Trust is the question that goes to the heart of Giesecke+Devrient, as trust is the currency of the future. For example, the company produced the world’s first machine‐readable bank note and was instrumental in developing the eurocheque system in 1969 which evolved into modern debit cards. Based on its security experience, G+D believes biometric identifications provides the most secure and seamless access to mobile financial services available.

“If you saw Tom Cruise in Minority Report, or similar sci‐fi films, you would have seen biometrics used to identify individuals”, comments Wengel. What may have seemed a far‐out Hollywood idea a few years ago is now reality.

If your data are compromised, then the credibility of the service drops immediately.

Dr Carsten Wengel, head of the EMEA region at G+D Mobile Security

Access in the blink of an eye

Wengel believes the successful digitisation of banking services will boil down to credibility and retaining the customer’s trust. Because when personal data seems insecure, it instantly becomes a business‐critical issue. “Biometric authentication provides customers with unparalleled levels of security but doesn’t require them to jump through hoops to access mobile banking services”, he notes. “When customers know this, they feel more secure, perform more actions and use more digital services.”

G+D embraces the Fast Identity Online (FIDO) standard as it believes that standard allows security to be built into digital transactions in a way that has never been achieved before. “Access to digital banking services needs to be simple, yet highly secure. FIDO delivers this seamlessly and elegantly, whilst being cost effective for the service provider”, explains Wengel.

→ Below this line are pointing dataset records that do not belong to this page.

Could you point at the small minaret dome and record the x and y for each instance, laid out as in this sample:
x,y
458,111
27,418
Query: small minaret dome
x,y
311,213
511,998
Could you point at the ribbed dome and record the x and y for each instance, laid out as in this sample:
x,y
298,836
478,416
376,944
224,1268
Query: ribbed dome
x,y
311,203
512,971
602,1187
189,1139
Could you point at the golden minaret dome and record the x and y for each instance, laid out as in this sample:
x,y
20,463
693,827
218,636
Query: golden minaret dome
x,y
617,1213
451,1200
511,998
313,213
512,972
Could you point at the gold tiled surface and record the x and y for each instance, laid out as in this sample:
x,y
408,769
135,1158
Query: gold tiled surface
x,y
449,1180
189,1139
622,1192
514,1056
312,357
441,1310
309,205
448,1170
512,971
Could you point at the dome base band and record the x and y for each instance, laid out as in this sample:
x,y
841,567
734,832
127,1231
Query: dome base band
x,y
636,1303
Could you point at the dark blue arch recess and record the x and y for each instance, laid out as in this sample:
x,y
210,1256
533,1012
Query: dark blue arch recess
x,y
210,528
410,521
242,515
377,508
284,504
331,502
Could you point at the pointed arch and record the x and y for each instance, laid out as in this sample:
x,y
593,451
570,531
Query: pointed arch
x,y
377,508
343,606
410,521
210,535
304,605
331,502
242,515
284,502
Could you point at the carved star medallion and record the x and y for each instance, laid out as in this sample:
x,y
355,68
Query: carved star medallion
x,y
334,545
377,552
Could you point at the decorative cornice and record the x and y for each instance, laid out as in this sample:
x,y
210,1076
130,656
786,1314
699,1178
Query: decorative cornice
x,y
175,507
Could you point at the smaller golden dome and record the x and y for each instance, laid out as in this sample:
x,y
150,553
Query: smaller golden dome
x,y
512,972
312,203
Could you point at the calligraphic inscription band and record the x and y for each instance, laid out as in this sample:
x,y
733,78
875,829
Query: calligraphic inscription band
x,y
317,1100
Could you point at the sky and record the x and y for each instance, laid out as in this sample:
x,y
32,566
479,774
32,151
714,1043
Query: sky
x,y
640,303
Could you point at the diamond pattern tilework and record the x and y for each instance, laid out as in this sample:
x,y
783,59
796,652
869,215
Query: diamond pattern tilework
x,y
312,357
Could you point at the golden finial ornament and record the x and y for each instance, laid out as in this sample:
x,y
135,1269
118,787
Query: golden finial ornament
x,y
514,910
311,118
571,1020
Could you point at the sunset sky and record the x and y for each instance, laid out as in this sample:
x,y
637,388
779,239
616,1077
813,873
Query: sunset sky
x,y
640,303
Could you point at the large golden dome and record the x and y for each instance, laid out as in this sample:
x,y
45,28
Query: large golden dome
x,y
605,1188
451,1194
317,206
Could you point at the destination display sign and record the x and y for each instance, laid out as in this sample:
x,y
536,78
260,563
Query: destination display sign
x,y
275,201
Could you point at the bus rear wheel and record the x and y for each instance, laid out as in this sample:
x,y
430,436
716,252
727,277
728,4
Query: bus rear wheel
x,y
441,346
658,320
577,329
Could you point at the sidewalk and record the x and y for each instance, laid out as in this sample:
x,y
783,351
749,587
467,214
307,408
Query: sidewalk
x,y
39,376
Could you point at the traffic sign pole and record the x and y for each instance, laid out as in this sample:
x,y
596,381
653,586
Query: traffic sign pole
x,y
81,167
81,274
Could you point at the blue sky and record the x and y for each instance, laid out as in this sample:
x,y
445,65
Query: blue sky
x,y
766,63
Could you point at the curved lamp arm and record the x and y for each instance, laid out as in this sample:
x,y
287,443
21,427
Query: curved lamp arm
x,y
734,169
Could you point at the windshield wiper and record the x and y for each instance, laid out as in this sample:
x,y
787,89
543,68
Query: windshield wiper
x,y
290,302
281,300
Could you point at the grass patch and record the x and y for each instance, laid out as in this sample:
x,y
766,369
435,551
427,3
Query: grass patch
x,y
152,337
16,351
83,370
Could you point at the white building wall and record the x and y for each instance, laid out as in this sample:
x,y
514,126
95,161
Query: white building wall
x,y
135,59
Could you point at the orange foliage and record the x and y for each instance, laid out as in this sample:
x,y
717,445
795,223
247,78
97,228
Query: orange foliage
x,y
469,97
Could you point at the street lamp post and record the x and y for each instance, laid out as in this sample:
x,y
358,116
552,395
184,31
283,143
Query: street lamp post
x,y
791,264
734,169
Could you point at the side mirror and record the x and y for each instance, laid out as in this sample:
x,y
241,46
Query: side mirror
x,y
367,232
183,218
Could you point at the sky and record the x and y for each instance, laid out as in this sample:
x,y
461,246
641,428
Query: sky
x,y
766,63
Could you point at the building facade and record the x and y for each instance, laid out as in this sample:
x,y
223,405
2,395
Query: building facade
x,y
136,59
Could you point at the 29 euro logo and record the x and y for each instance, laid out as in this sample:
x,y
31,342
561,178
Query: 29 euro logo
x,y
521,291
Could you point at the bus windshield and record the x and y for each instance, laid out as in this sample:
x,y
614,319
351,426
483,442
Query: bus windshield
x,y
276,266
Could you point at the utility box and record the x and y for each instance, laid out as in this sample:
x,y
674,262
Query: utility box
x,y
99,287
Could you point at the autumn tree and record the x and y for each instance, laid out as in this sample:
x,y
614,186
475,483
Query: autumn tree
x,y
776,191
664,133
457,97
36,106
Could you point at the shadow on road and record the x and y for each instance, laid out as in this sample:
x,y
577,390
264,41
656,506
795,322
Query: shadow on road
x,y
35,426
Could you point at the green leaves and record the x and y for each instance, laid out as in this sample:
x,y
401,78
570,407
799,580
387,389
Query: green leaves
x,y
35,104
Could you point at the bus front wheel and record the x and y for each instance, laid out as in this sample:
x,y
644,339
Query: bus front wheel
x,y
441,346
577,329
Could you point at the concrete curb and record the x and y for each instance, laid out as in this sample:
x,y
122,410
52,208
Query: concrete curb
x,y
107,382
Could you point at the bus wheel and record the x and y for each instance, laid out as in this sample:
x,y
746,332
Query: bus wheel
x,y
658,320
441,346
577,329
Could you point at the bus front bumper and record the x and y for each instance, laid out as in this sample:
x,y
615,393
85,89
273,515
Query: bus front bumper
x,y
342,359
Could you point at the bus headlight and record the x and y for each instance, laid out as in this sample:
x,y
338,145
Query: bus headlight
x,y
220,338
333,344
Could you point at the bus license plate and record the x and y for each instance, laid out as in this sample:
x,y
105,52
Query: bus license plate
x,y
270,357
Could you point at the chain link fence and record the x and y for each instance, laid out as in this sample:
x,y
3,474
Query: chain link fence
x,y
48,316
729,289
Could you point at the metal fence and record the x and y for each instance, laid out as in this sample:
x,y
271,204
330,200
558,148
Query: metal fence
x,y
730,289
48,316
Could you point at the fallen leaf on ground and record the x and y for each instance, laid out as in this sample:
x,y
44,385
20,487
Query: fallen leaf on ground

At G+D, the Convego Mobile Authentication solution delivers FIDO biometric based, PSD2 compliant, strong customer authentication to millions of users worldwide.

According to Wengel, biometrics are already delivering dramatic results in the new digital ecosystem, opening up for new use cases such as digitalized remote customer identification. Where the setting up of a traditional bank account once meant visiting a branch and a post office over a number of days, it can now be achieved on your sofa on a Sunday afternoon in a matter of minutes.

“You basically make an appointment with your bank’s call centre, a person or even a bot contacts you on a device by choice and complete the onboarding using the identity card that you hold in front of you.

Wengel argues that this seamless simplicity creates an emotional link to the brand that has a value beyond trust. “Creating confidence in the financial services market is all about improving the customer journey; breaking it down into each transaction or service and facilitating smooth, convenient and secure access”, he says.

Opportunities on offer

Mobile biometrics is expected to authenticate $2 trillion (€0.9 trillion) of sales annually by 2023 – 17 times the $124 billion (€108 billion) expected in 2018. A recent report by Juniper Research also estimates that biometrically‐verified remote mCommerce transactions will reach a volume of over 48 billion by 2023 to become around 57% of all biometric transactions, up from an estimated 28% in 2018.

Established banks need to move quickly to remain relevant as other alternative payment methods are providing fierce competition in the fintech space. Yet, for Wengel, the most compelling argument for biometric authentication comes back to one of the oldest ones for banks – trust. In the new digitalized era of banking services, customers want to be sure they can depend on the bank.

“Twenty years ago, American Express came up with the slogan, ‘just pay with your name’,” says Wengel. “Now that slogan could be ‘just pay with a smile’ because likeness detection allows banks to authenticate a transaction and make it much more secure than anything you could do with a PIN card.”